1 ...7 8 9 11 12 13 ...25 Hungrig war er nicht. Mit einer Hand streichelte er Sam, der neben ihm saß und die Schnauze auf seinen Schoß gelegt hatte.
Als er Soko vor Jahren zum ersten Mal besucht hatte, hatte er sich über den großen Tisch in der Wohnküche gewundert, weil der Schmied damals hier nur mit seiner Mutter gelebt hatte. Sein Vater, Matej Kovarik, der die Schmiede schon von seinem Großvater Jiri übernommen hatte, lebte damals schon nicht mehr. Er war beim Holzmachen von einem fallenden Baumstamm getroffen worden. Da war Soko, der Tierarzt hatte werden wollen, achtzehn Jahre alt gewesen und hatte kurz vor seinem Studium an der Universität in Onden gestanden.

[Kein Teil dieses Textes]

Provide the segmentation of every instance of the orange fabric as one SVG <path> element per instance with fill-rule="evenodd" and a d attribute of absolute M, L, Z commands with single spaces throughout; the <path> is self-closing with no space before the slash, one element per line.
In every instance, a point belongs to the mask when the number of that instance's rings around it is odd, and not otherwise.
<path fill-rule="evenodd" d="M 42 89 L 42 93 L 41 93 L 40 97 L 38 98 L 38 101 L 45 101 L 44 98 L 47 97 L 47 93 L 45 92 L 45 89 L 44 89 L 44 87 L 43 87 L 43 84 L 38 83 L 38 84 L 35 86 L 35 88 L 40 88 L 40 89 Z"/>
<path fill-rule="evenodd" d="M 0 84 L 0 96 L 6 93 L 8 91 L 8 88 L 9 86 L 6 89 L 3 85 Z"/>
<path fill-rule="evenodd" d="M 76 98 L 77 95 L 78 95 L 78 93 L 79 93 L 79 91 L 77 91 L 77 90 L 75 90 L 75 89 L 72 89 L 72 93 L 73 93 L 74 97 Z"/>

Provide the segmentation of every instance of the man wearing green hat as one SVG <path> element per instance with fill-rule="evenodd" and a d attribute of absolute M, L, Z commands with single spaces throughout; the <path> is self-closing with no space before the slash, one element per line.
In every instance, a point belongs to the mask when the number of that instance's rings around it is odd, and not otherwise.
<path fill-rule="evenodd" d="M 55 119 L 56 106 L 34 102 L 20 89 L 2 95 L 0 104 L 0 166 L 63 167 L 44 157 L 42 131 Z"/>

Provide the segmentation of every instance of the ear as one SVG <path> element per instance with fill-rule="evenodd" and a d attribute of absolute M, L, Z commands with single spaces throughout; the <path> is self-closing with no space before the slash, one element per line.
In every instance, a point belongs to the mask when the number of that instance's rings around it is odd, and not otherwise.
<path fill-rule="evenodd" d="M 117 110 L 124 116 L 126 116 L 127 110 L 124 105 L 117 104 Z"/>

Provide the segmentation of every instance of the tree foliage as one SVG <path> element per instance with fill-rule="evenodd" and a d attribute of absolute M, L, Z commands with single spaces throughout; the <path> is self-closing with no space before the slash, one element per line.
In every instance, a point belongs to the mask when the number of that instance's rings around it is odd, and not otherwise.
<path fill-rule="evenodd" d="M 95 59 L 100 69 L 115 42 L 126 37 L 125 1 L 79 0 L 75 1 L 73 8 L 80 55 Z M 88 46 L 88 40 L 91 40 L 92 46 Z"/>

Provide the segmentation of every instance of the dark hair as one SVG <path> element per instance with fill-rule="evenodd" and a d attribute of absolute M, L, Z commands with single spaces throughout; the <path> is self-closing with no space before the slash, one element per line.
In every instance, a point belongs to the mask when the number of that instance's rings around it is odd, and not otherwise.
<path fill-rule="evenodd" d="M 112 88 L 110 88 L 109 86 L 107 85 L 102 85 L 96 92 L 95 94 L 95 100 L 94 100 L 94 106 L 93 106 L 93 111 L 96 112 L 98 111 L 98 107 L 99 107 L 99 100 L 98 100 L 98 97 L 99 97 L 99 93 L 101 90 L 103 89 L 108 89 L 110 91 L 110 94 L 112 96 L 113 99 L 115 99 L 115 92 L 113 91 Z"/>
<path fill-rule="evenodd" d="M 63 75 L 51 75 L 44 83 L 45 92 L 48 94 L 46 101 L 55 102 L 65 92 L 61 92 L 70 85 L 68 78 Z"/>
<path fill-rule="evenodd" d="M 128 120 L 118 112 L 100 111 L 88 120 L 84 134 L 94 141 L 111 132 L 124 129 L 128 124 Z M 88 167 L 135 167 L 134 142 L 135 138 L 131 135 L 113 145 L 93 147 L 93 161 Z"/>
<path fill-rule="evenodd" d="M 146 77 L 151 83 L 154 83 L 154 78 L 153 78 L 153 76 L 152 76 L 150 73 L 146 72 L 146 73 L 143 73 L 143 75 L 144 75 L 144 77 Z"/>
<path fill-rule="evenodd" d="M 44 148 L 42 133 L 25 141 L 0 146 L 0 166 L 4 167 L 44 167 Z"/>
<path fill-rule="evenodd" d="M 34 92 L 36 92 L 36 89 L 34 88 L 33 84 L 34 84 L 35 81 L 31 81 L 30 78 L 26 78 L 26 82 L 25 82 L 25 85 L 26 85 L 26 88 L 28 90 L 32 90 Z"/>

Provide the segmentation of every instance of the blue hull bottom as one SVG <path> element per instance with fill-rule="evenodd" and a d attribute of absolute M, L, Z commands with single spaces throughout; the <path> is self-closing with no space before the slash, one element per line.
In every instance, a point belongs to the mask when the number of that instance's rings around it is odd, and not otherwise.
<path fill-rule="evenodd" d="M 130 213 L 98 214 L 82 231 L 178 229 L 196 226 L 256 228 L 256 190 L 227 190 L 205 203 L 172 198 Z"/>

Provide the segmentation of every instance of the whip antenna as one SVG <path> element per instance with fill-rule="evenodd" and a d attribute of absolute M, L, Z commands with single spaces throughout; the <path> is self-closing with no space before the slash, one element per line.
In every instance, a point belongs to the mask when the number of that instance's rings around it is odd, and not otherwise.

Schließlich hatte er aber auf Drängen seiner Mutter die Schmiede weiter betrieben und diesen Entschluss nicht einen einzigen Tag bereut. Inzwischen liebte er seinen Beruf, und zwar nicht nur, weil er von Mindevol einmal erfahren hatte, dass sein Familienname sogar Schmied bedeutete. Seiner Passion, dem Behandeln kranker Tiere, ging er dennoch nach und es hatte sich über die Jahre herumgesprochen, dass er heilende Hände besaß. Er hatte hinter der Werkstatt, nicht weit vom Waldrand, eine kleine Tierklinik eingerichtet. Dort behandelte er kranke Hunde und Katzen, einen kleinen Waschbären, den Kinder kürzlich verletzt im Wald gefunden hatten, und sogar einen Uhu mit einem gebrochenen Flügel.
Soko war weit über die Grenzen Seringats für seinen Pferdeverstand und seine heilenden Hände bekannt. Er wurde immer dann gerufen, wenn ein Tier krank und der örtliche Tierarzt an seine Grenzen gestoßen war. Aber auch manchem menschlichen Patienten hatte er schon den Rücken oder die Hüfte wieder eingerenkt.
Vor Kurzem war Agatha bei ihm eingezogen und es gab niemanden im Dorf, der sich darüber nicht mit den beiden gefreut hätte. Aber selbst für drei Personen war der Tisch noch sehr groß. Zur Zeit beschäftigten Effel allerdings vollkommen andere Gedanken, was Soko natürlich nicht entgangen war. Die Sonne war bereits untergegangen. Vor Effel stand ein Glas, das fast bis zum Rand mit einem Rotwein gefüllt war, den Soko nur zu besonderen Anlässen kredenzte. Der Schmied schien gespürt zu haben, dass der heutige Besuch ein solcher Anlass war. Neben einem Krug mit Wasser, das er gerade eben noch aus dem Brunnen geholt hatte, hatte er einen Korb mit einigen Scheiben Schwarzbrot gefüllt. Butter, Käse und Schinken hatte er auf flachen, mit Jagdszenen verzierten Holzbrettern angerichtet.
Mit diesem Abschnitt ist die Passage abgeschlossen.